CompCert Overview

:: tutorial, coq, compiler correctness

By: Ben Greenman

If you are interested in learning about the internals of the CompCert C compiler but would rather not read its source code, this post is for you.

(This is a public service announcement.)

Last fall, I gave a short lecture on the 2006 paper “Formal Certification of a Compiler Back-End” by Xavier Leroy for Amal Ahmed’s “Special Topics in Programming Languages” class. Rather than present CompCert as it existed in 2006, I read the documentation and source code for CompCert 2.5 (released June 2015). The lecture then focused on three questions:

  • What subset of C does CompCert handle, today?
  • What optimizing passes does CompCert perform?
  • What is the “correctness theorem” for CompCert, and what does this theorem mean?
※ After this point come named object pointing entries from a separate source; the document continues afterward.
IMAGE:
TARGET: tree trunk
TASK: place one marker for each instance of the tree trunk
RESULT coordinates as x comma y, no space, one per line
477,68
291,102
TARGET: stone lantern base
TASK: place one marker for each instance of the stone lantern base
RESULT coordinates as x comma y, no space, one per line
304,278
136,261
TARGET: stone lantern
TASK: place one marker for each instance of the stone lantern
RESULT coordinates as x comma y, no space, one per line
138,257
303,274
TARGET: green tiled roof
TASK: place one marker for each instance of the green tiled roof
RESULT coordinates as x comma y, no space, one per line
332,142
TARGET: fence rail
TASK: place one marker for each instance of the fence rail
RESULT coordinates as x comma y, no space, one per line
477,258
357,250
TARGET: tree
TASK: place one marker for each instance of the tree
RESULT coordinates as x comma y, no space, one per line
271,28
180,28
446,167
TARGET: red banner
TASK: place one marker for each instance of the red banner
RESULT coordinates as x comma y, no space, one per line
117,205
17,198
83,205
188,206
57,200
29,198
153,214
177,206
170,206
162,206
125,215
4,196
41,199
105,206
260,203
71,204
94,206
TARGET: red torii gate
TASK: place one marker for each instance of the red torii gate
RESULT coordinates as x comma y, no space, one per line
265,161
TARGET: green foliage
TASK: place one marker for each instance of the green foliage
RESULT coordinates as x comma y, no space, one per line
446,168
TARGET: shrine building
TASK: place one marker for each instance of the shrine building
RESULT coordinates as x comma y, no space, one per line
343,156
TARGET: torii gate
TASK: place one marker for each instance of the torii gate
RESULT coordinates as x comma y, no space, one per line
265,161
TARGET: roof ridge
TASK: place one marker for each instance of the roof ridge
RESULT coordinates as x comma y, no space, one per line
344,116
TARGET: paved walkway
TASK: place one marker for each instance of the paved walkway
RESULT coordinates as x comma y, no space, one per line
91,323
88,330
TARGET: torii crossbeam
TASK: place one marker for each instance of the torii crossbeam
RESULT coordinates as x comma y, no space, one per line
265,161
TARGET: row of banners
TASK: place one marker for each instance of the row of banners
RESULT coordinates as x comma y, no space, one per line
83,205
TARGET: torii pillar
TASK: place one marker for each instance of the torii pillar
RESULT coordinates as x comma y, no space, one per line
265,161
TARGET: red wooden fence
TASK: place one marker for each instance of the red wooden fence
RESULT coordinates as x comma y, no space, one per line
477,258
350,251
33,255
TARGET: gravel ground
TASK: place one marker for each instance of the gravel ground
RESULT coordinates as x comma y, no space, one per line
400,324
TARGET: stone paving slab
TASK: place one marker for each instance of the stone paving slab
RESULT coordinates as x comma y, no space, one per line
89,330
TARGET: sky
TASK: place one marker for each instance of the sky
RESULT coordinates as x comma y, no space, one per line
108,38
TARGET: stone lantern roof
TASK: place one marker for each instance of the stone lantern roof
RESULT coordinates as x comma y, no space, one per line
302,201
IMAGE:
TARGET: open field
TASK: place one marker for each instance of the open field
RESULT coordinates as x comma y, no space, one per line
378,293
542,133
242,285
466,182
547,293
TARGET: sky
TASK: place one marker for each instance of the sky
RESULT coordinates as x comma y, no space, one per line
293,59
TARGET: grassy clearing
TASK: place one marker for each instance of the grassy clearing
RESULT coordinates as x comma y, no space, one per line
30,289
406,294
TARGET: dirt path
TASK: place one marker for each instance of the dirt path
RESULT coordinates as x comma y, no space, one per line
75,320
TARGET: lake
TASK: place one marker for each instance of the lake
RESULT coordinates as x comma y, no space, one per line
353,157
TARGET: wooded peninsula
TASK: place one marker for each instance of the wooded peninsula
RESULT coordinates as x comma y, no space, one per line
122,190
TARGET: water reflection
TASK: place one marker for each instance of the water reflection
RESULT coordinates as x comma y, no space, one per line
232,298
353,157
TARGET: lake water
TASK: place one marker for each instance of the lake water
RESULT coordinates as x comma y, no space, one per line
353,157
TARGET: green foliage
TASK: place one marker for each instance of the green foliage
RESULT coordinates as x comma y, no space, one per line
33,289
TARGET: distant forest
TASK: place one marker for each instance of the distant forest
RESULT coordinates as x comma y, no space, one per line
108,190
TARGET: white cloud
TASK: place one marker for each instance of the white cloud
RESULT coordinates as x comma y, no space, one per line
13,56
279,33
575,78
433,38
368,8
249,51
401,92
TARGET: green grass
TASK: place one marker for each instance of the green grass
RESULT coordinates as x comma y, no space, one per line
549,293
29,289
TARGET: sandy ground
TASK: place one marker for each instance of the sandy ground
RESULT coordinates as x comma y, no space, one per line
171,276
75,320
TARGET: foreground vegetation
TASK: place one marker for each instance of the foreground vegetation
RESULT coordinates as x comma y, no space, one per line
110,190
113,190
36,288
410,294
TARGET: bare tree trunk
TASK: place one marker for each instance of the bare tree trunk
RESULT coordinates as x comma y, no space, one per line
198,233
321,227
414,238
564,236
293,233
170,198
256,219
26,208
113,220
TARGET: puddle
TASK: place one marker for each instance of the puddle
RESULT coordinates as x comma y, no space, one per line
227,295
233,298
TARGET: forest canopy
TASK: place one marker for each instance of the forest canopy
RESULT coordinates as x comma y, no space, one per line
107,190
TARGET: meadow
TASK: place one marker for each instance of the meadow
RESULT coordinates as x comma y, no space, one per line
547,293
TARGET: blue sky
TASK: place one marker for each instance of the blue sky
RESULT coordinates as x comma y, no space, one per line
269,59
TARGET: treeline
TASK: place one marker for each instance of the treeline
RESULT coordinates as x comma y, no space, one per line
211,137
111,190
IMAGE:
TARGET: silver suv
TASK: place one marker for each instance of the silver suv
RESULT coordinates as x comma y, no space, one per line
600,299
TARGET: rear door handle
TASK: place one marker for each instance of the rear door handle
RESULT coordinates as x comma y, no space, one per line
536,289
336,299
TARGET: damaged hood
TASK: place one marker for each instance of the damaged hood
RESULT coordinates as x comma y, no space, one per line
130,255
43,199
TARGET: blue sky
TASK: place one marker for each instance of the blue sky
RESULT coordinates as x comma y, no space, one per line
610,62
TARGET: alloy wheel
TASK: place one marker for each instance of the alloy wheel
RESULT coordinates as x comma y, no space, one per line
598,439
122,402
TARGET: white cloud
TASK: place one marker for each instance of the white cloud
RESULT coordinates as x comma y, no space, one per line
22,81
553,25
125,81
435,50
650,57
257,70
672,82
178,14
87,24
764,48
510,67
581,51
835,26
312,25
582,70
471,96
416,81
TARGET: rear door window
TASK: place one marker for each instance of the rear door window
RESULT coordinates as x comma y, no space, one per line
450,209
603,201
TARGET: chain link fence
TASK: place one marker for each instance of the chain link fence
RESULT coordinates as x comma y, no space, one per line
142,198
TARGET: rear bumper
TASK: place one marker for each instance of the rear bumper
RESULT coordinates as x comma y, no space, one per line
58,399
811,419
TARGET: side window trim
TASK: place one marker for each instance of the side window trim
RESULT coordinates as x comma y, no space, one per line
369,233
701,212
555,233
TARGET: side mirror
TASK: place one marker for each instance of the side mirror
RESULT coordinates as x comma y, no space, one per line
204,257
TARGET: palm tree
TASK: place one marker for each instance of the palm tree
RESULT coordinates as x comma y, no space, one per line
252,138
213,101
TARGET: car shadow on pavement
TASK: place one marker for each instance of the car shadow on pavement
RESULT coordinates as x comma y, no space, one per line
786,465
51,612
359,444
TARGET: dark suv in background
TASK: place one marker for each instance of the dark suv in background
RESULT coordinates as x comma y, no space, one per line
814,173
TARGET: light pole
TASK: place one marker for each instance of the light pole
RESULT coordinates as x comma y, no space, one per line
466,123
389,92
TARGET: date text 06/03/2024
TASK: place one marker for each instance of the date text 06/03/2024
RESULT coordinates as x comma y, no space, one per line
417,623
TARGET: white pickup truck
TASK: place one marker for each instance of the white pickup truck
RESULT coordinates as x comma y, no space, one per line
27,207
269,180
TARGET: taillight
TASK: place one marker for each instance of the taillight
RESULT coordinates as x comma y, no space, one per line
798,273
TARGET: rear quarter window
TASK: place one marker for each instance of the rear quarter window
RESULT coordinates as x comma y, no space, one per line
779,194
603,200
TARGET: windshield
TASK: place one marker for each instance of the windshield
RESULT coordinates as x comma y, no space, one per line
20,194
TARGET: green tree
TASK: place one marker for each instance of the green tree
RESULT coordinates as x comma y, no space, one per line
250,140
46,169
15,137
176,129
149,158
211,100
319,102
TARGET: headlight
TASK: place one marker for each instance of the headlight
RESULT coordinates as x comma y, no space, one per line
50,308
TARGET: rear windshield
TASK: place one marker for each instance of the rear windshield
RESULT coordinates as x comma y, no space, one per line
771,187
My notes for the lecture give a “mid-level” summary of the compiler — there are more details than you’ll find in papers, but it’s (hopefully!) easier to read than the source code. The document is also hyperlinked to locations in the CompCert GitHub repository.

Here is the document:

http://www.ccs.neu.edu/home/types/resources/notes/compcert/cc.pdf

And here is a table-of-contents:

  1. Motivation, details of the source and target languages, high-level guarantees
  2. Compiler pipeline, optimizing passes, links intermediate language grammars and Coq theorems
  3. Background on compiler correctness
  4. CompCert’s correctness, properties that CompCert does not guarantee
  5. Recent (2006 – 2015) work in the CompCert ecosystem

The document ends with a short description of two other research projects that have grown into “industry software” and a link to Xaver Leroy’s OPLSS lectures on certified compilers. Enjoy!